Transaction Properties¶
- Atomic: All operations succeed or all fail together
- Consistent: Repository remains in a valid state
- Isolated: Operations don't interfere with concurrent changes
- Durable: Committed changes are permanently stored
Important Notes¶
- Transactions don't "lock" the source branch
- Concurrent changes to the source branch may cause transaction conflicts
- Transactions are designed for related operations that should succeed or fail together
Basic Transaction Usage¶
Simple Transaction Pattern¶
import lakefs
branch = lakefs.repository("my-repo").branch("main")
# Basic transaction with context manager
with branch.transact(commit_message="Atomic data update") as tx:
# All operations within this block are atomic
tx.object("data/file1.txt").upload(data="New content 1")

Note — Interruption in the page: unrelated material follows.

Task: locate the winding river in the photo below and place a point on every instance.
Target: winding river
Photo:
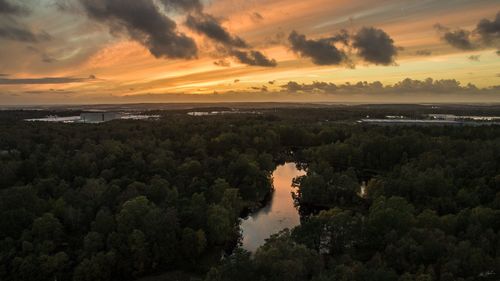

tx.object("data/file2.txt").upload(data="New content 2")
# If we reach the end without exceptions, changes are committed
# If an exception occurs, all changes are rolled back
print("Transaction completed successfully")
Expected Output:
Transaction with Metadata¶
# Transaction with rich metadata
with branch.transact(
commit_message="Update user profiles and preferences",
commit_metadata={
"operation": "user_data_update",
"version": "1.2.0",
"updated_by": "data_pipeline",
"batch_id": "batch_001"
}
) as tx:
# Upload user data
tx.object("users/profiles.json").upload(
data='{"users": [{"id": 1, "name": "Alice"}]}',
content_type="application/json"
)
# Upload preferences
tx.object("users/preferences.json").upload(
data='{"theme": "dark", "notifications": true}',
content_type="application/json"
)
print("User data updated atomically")
Accessing Transaction Properties¶
with branch.transact(commit_message="Initial message") as tx:
# Access transaction properties
print(f"Transaction ID: {tx.id}")
print(f"Source branch: {tx.source_id}")
print(f"Commit message: {tx.commit_message}")
# Modify transaction properties during execution
tx.commit_message = "Updated commit message"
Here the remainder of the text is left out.